Did you ever hitchhike on yachts? Did you ever sail with someone you met in the internet? Do you think it dangerous to sail with a male you met in the internet?


----------



## DuaneIsing (Jul 10, 2001)

Lizardie,

No and No, to your first two questions. As to the last, it could be just as dangerous or as wonderful as any other method of meeting someone new. I don''t think the Internet plays any role in how that would turn out.

You need to use the same evaluation skills you would use when deciding to do anything with a stranger. Depending upon where you sail, and how long between ports, you may have far fewer options if things go bad than a land-based relationship close to friends and family.

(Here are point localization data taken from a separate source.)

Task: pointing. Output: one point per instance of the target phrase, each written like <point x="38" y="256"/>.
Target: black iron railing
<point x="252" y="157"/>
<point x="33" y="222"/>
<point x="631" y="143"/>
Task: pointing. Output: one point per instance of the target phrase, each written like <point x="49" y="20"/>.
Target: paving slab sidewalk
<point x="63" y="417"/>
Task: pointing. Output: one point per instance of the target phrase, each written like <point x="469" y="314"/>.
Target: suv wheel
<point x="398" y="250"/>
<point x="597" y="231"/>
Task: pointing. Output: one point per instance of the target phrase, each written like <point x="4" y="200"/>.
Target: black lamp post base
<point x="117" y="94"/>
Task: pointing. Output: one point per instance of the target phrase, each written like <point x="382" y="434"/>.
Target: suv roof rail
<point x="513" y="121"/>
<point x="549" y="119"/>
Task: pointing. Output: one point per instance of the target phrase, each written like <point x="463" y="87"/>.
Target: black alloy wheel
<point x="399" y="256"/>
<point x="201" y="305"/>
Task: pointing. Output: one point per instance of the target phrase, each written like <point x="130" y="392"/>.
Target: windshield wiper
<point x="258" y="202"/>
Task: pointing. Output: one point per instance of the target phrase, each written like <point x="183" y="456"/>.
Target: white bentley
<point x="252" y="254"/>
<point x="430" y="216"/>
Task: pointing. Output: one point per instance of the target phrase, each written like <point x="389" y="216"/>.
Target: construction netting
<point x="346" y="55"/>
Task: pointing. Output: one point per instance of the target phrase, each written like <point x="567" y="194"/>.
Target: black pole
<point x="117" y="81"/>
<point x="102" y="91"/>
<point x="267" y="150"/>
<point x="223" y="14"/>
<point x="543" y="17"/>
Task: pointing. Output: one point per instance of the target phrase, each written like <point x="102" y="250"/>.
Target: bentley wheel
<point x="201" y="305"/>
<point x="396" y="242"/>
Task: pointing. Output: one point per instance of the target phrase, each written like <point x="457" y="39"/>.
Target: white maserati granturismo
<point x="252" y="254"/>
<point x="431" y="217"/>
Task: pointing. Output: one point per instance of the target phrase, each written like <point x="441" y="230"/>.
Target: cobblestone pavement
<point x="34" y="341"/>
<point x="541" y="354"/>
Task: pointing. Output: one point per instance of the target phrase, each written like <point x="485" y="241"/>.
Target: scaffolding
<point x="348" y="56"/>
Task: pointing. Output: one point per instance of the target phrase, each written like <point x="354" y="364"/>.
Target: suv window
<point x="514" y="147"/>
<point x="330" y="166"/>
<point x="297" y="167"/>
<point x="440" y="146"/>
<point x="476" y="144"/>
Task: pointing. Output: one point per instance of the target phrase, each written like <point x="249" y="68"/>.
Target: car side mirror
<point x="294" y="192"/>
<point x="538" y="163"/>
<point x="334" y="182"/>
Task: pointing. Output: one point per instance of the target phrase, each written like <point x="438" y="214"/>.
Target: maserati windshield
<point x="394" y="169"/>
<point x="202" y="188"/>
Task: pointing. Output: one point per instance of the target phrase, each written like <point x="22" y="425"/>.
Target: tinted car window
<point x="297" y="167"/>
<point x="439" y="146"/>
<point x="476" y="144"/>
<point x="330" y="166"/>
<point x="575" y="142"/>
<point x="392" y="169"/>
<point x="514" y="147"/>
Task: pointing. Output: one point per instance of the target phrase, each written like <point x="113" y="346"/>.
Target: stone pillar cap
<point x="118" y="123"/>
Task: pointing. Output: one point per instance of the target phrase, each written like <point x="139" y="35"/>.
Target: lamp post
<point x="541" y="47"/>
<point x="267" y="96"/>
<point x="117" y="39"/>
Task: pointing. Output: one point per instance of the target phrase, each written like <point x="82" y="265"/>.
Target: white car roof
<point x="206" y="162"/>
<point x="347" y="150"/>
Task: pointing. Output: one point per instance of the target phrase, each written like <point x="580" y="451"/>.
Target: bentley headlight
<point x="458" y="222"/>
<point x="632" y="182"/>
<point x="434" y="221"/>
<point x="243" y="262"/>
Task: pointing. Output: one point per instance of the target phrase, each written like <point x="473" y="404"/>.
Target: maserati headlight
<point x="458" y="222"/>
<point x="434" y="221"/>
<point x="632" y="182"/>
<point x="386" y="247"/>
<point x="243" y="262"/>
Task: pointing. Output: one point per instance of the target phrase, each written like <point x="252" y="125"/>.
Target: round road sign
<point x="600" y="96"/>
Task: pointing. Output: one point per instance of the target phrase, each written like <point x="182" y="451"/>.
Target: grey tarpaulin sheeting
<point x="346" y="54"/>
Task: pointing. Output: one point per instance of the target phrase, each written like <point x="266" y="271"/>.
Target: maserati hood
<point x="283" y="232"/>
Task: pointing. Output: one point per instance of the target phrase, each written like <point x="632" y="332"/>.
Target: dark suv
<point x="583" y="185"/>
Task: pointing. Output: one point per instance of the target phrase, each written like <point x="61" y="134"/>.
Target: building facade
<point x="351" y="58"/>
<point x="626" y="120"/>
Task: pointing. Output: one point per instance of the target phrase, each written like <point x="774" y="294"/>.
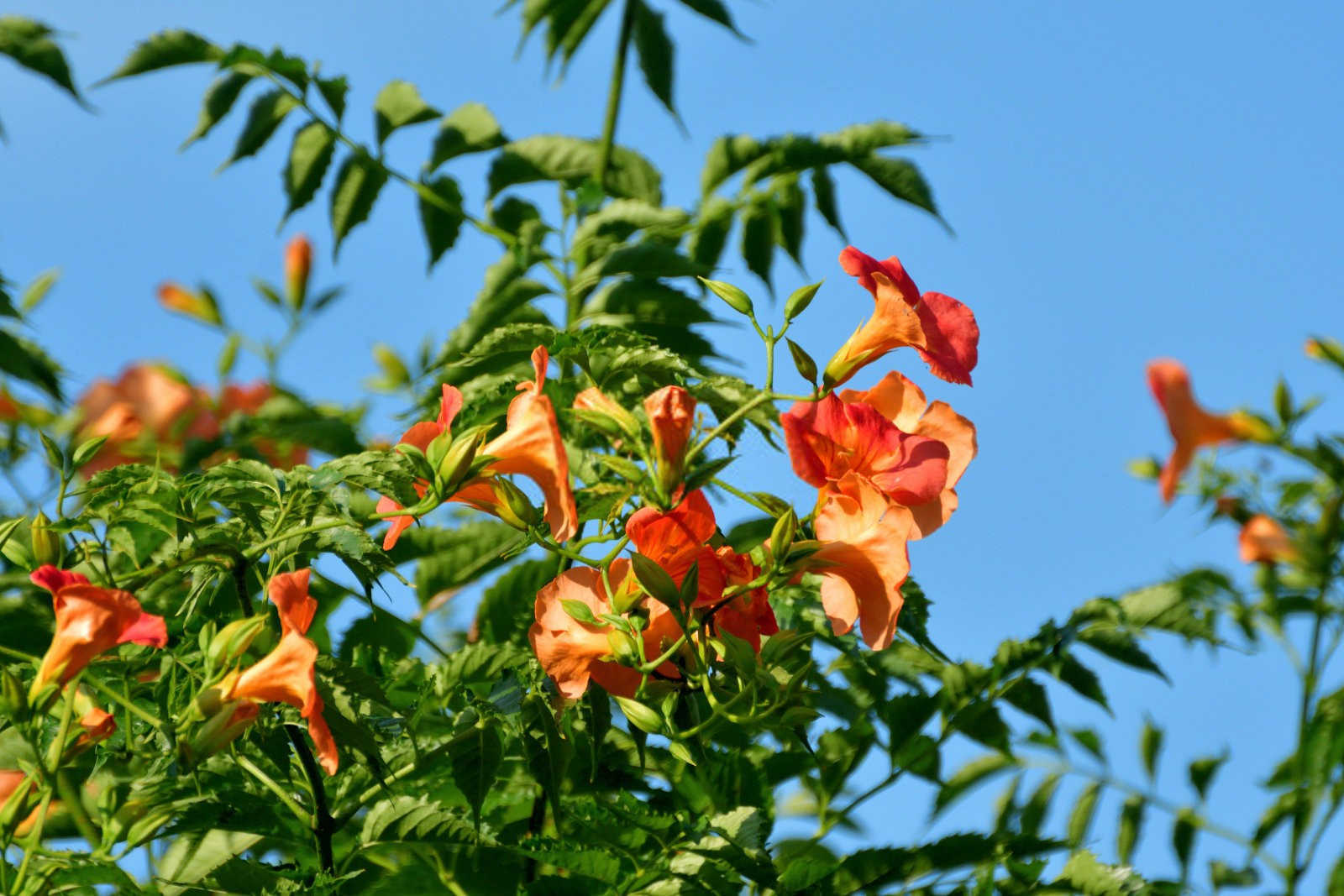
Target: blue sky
<point x="1126" y="181"/>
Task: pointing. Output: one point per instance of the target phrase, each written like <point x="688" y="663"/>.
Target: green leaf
<point x="358" y="184"/>
<point x="192" y="856"/>
<point x="900" y="179"/>
<point x="1151" y="747"/>
<point x="1079" y="820"/>
<point x="1129" y="828"/>
<point x="219" y="100"/>
<point x="30" y="45"/>
<point x="759" y="238"/>
<point x="570" y="161"/>
<point x="27" y="362"/>
<point x="309" y="156"/>
<point x="167" y="49"/>
<point x="441" y="224"/>
<point x="264" y="117"/>
<point x="824" y="197"/>
<point x="35" y="291"/>
<point x="969" y="775"/>
<point x="398" y="105"/>
<point x="476" y="761"/>
<point x="468" y="129"/>
<point x="716" y="11"/>
<point x="656" y="53"/>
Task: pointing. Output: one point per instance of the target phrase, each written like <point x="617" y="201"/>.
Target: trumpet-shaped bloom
<point x="904" y="403"/>
<point x="864" y="560"/>
<point x="678" y="539"/>
<point x="1263" y="540"/>
<point x="1191" y="426"/>
<point x="530" y="446"/>
<point x="575" y="653"/>
<point x="938" y="327"/>
<point x="91" y="621"/>
<point x="286" y="674"/>
<point x="833" y="437"/>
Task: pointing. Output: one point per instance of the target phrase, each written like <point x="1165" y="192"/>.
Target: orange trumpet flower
<point x="89" y="621"/>
<point x="1191" y="426"/>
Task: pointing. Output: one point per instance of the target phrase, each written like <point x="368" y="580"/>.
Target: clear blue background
<point x="1126" y="181"/>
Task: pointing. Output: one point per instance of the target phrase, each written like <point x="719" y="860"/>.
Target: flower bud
<point x="783" y="535"/>
<point x="46" y="544"/>
<point x="198" y="304"/>
<point x="512" y="506"/>
<point x="622" y="647"/>
<point x="598" y="410"/>
<point x="233" y="640"/>
<point x="299" y="265"/>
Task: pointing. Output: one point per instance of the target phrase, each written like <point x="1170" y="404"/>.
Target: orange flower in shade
<point x="678" y="539"/>
<point x="286" y="673"/>
<point x="145" y="407"/>
<point x="938" y="327"/>
<point x="1263" y="540"/>
<point x="833" y="437"/>
<point x="905" y="405"/>
<point x="864" y="559"/>
<point x="91" y="621"/>
<point x="1191" y="426"/>
<point x="530" y="446"/>
<point x="575" y="653"/>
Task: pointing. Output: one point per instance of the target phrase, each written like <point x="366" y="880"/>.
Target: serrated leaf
<point x="30" y="45"/>
<point x="1081" y="817"/>
<point x="400" y="105"/>
<point x="309" y="156"/>
<point x="218" y="101"/>
<point x="441" y="217"/>
<point x="264" y="117"/>
<point x="656" y="53"/>
<point x="358" y="184"/>
<point x="167" y="49"/>
<point x="468" y="129"/>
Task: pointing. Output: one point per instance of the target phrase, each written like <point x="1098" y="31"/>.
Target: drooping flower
<point x="1263" y="540"/>
<point x="678" y="539"/>
<point x="530" y="446"/>
<point x="1191" y="426"/>
<point x="905" y="405"/>
<point x="286" y="674"/>
<point x="938" y="327"/>
<point x="575" y="653"/>
<point x="864" y="559"/>
<point x="832" y="437"/>
<point x="91" y="621"/>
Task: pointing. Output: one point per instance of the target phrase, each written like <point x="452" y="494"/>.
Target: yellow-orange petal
<point x="1263" y="540"/>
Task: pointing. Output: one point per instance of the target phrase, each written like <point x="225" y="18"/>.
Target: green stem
<point x="613" y="97"/>
<point x="269" y="783"/>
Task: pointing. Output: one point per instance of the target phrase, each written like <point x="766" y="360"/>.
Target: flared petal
<point x="531" y="446"/>
<point x="289" y="593"/>
<point x="864" y="562"/>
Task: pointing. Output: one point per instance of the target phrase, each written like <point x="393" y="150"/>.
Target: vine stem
<point x="613" y="97"/>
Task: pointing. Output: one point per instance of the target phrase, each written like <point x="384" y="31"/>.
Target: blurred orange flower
<point x="575" y="653"/>
<point x="938" y="327"/>
<point x="1191" y="426"/>
<point x="1263" y="540"/>
<point x="530" y="446"/>
<point x="91" y="621"/>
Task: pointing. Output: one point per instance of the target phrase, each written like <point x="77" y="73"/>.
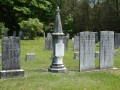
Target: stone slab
<point x="30" y="56"/>
<point x="0" y="57"/>
<point x="76" y="55"/>
<point x="106" y="49"/>
<point x="59" y="50"/>
<point x="11" y="73"/>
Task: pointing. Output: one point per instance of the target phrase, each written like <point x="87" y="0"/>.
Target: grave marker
<point x="87" y="41"/>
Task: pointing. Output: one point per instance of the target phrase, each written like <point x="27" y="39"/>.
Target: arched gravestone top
<point x="10" y="53"/>
<point x="87" y="41"/>
<point x="58" y="25"/>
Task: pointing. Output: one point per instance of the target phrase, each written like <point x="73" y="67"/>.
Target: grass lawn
<point x="37" y="76"/>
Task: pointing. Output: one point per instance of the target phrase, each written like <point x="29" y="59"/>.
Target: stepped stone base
<point x="57" y="70"/>
<point x="11" y="73"/>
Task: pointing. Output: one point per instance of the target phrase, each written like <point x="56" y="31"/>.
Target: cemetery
<point x="88" y="61"/>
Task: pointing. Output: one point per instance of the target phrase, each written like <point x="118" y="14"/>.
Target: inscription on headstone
<point x="59" y="50"/>
<point x="21" y="35"/>
<point x="11" y="58"/>
<point x="76" y="43"/>
<point x="14" y="33"/>
<point x="48" y="42"/>
<point x="10" y="53"/>
<point x="116" y="40"/>
<point x="65" y="41"/>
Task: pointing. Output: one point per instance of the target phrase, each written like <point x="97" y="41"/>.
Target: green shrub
<point x="31" y="27"/>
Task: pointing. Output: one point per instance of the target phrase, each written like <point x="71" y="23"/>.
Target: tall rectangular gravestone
<point x="21" y="35"/>
<point x="11" y="58"/>
<point x="116" y="40"/>
<point x="87" y="42"/>
<point x="65" y="41"/>
<point x="76" y="43"/>
<point x="106" y="49"/>
<point x="14" y="33"/>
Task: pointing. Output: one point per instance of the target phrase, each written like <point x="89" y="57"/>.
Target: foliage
<point x="37" y="76"/>
<point x="68" y="25"/>
<point x="14" y="11"/>
<point x="3" y="29"/>
<point x="31" y="27"/>
<point x="92" y="15"/>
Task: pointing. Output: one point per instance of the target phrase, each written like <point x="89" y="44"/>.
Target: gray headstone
<point x="14" y="33"/>
<point x="119" y="39"/>
<point x="30" y="56"/>
<point x="59" y="49"/>
<point x="87" y="42"/>
<point x="65" y="41"/>
<point x="11" y="58"/>
<point x="96" y="37"/>
<point x="10" y="53"/>
<point x="76" y="55"/>
<point x="76" y="43"/>
<point x="0" y="57"/>
<point x="116" y="40"/>
<point x="106" y="49"/>
<point x="21" y="35"/>
<point x="48" y="42"/>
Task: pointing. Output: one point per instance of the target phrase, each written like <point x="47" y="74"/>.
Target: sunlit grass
<point x="37" y="76"/>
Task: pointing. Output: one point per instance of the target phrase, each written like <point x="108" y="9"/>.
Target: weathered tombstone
<point x="96" y="37"/>
<point x="58" y="47"/>
<point x="119" y="39"/>
<point x="73" y="42"/>
<point x="30" y="56"/>
<point x="21" y="35"/>
<point x="106" y="49"/>
<point x="116" y="41"/>
<point x="48" y="42"/>
<point x="87" y="42"/>
<point x="65" y="41"/>
<point x="11" y="58"/>
<point x="14" y="33"/>
<point x="76" y="43"/>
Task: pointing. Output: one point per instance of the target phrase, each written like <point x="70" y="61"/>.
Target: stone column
<point x="14" y="33"/>
<point x="11" y="58"/>
<point x="58" y="47"/>
<point x="106" y="49"/>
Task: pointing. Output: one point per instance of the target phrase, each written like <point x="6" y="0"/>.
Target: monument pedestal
<point x="11" y="73"/>
<point x="57" y="69"/>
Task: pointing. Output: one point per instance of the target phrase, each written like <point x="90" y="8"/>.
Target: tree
<point x="31" y="27"/>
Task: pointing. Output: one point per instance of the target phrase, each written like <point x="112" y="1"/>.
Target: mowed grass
<point x="37" y="76"/>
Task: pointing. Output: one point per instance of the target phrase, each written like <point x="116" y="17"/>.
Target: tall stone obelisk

Good luck with your decisions and possible adventure.

Duane


----------



## TSOJOURNER (Dec 16, 1999)

I guess it all depends on your definition of danger. Sailboats rarely sink and not many passengers fall overboard. 

If you''re wondering whether he''ll make a pass, he probably will. If that is a concern, go to a movie instead. On the other hand, if you''re looking for romance, I can''t think of a better opportunity.


----------



## lizardie (Jan 31, 2003)

And if i am seeking to gather some nautical miles ? 
Its 22'' boat, and i didn''t see it because its in Tunisia right now. I am finishing my skipper license and want to earn some experience and than maybe go for doing deliveries...


----------



## larlei (Feb 29, 2000)

I too as a female, would feel vulnerable crewing on a stranger''s boat. It''s just not as easy for us as it is for males. I agree with Duane. Evaluate carefully beforehand. And I would add, listen to your intuition (gut feelings). Set absolutely clear boundries so each party knows exactly where they stand. Make sure land friends know who you are with, what boat you are on, and when you will contact them, etc. 

Blue Skies,
LarLei.


----------



## lizardie (Jan 31, 2003)

thanx 4 the answer


----------



## larlei (Feb 29, 2000)

Lizardie, I just read Tania Aebi''s article on intuition in the new March/April edition of "Attitudes and Latitudes" magazine. You might want to pick up a copy a read it. She also recommends a book titled "Untamed Seas" by Deborah Scaling Kiley and Meg Noonan. 

Blue Skies,
LarLei.


----------